Corporations might threaten to eliminate jobs to make political points if they have to pay wage increases. But economists agree that raising the minimum wages does not increase unemployment. not eliminateThis is a job in and of itself. The same is true in real life. California’s minimum wage is set at $25 an hour for businesses with 25 or more employees. increased to$15 an hour in this year’s budget. The state also pays $15 an hour. has been postingThese are the most robust job growth numbers following the 2020 pandemic.

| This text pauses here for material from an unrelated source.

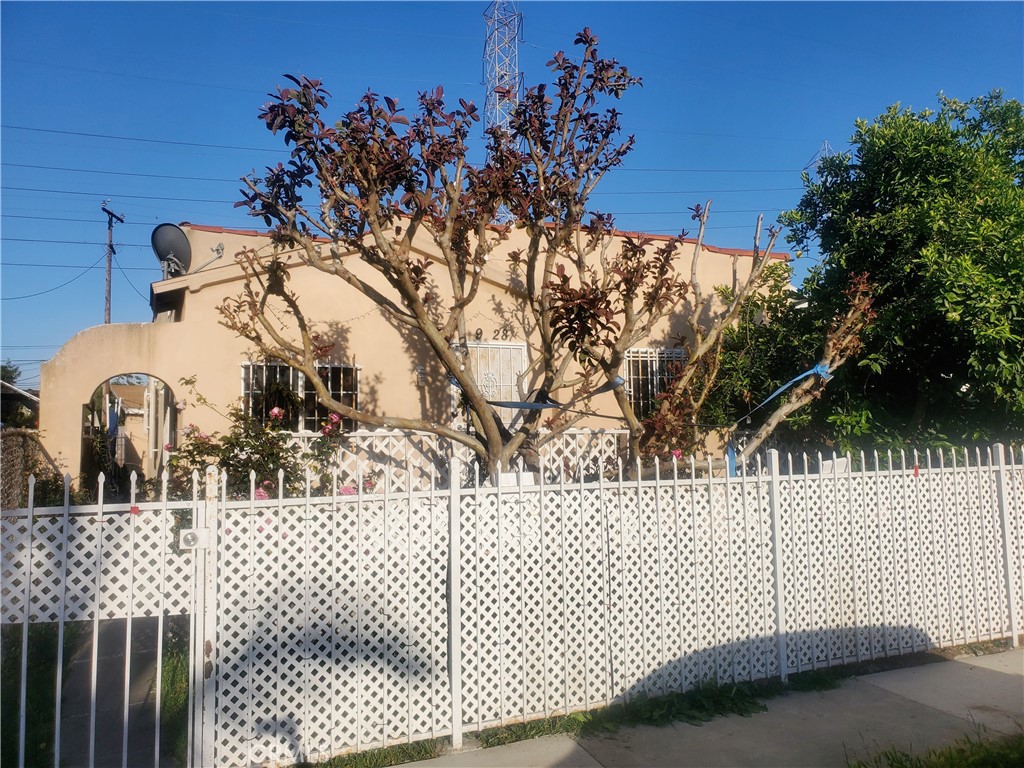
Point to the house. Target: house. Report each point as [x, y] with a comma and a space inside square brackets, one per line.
[373, 363]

And while wages did rise under President Donald Trump, Johnson stated that their rate was not. was slower than it typically is; a 2020 study found that, in Wisconsin, wages only rose 6 percent during Trump’s first three years in office, compared to a 7.1 percent raise during President Barack Obama’s first three years in office. When inflation is taken into consideration, wages can rise by 7.1 percent. have remained stagnant for decadesWhile CEO pay has risen by Nearly 1,500%Since the late 1970s.

Barnes slammed Johnson’s attack on the minimum wages. “Ron Johnson — a multimillionaire who literally complained about only doubling his wealth as our Senator — said last night there should be NO federal limit on how low your wages can go,” Barnes wrote on TwitterSaturday

The federal minimum wage hasn’t been raised in 13 years. Accounting for inflation, the current $7.25 rate is the equivalent of $5.27 in July of 2009, when the rate was set — even lower than the rate of $6.55, which was the minimum wage before 2009. Barnes says that he supports increasing the federal minimum wage from $7.25 to $15, as labor advocates have long demanded.